1. Pilot

Pagi ini, kota Bandung dikejutkan dengan penemuan mayat perempuan di kawasan Dago. Media massa tak kalah cepatnya denganku, segera mendatangi tempat kejadian perkara, di mana wanita malang itu terbujur kaku dalam sebuah selimut yang sengaja kami—pihak kepolisian—berikan, menutupi mayat dari serbuan pasang mata yang penasaran akan kejadian ini.

Panggilan mendadak yang membuatku tersentak di pagi hari memaksaku untuk menggunakan kemeja putih bagus dengan corak garis berwarna biru yang melintang dari ujung atas hingga bawah. Mayat itu ditemukan oleh seorang siswi yang sedang berjalan, menuju sekolahnya.

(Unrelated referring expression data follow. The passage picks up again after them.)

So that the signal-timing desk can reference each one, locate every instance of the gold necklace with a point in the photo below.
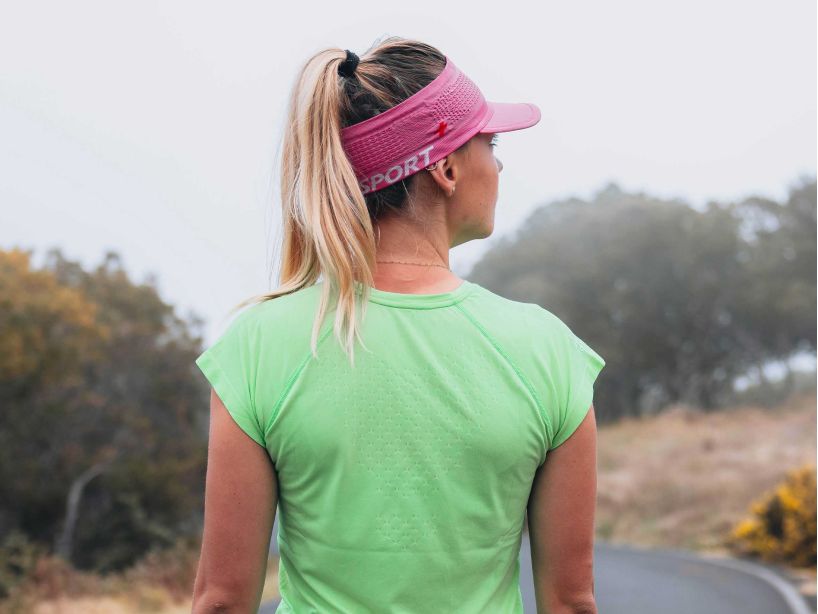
(416, 263)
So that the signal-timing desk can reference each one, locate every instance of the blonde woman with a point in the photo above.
(402, 420)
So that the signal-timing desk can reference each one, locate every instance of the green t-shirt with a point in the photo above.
(403, 482)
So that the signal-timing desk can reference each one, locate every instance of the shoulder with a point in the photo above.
(516, 318)
(280, 311)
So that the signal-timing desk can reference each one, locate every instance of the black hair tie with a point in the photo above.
(348, 66)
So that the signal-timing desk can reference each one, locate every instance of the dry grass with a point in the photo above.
(684, 478)
(680, 480)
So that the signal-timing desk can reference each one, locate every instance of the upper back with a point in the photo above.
(415, 464)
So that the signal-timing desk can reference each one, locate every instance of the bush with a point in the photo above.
(782, 528)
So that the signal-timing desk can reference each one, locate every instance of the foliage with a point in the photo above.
(98, 390)
(782, 527)
(679, 301)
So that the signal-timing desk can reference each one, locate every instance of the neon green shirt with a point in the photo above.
(403, 482)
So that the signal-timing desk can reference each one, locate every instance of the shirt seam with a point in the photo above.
(450, 302)
(540, 408)
(291, 382)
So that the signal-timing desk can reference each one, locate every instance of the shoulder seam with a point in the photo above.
(549, 433)
(291, 381)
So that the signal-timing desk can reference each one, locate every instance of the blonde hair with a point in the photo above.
(327, 221)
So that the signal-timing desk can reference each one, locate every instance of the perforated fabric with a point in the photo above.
(403, 481)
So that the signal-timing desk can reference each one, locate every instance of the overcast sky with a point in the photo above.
(150, 128)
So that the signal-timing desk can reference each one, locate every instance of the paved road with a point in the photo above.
(633, 581)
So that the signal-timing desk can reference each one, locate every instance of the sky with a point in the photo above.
(151, 128)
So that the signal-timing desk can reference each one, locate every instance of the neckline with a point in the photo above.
(421, 301)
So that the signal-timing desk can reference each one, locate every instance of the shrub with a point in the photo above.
(781, 527)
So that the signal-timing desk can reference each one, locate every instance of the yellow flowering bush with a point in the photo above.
(781, 527)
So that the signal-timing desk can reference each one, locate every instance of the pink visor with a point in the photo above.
(427, 126)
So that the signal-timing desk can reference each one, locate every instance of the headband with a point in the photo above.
(426, 127)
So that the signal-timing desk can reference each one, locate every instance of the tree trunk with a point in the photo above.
(62, 546)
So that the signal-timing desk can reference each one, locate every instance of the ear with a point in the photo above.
(447, 172)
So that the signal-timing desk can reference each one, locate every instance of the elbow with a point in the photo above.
(210, 603)
(582, 606)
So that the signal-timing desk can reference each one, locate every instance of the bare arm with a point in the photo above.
(241, 495)
(561, 511)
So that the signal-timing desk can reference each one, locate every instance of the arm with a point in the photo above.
(241, 495)
(561, 510)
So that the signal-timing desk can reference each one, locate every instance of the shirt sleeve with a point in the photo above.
(575, 386)
(230, 366)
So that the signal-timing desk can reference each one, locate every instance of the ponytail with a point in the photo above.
(328, 223)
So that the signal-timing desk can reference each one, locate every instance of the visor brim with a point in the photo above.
(509, 116)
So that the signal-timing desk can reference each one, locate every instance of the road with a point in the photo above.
(632, 581)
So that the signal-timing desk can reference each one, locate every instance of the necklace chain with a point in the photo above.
(416, 263)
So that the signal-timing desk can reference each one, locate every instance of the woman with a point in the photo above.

Penasaran akan trash bag besar dengan manekin kepala yang menyembul di atasnya, siswi itu berteriak dengan kencang setelah mengetahui isi dari plastik besar itu, menarik perhatian para pengguna jalan, membuat mereka menghubungi kami.

Mayat wanita itu—berdasarkan kesaksian banyak orang—terbungkus dalam sebuah trash bag berwarna hitam dengan manekin kepala yang sengaja diletakan untuk menggantikan kepala asli wanita itu. Tubuhnya telanjang bulat, warna kulitnya putih pucat, mayatnya telah kaku dan terdapat warna merah pada kukunya, membuatku berasumsi bahwa wanita itu sebelumnya menggunakan nail polish sebelum kejadian malang ini menimpanya.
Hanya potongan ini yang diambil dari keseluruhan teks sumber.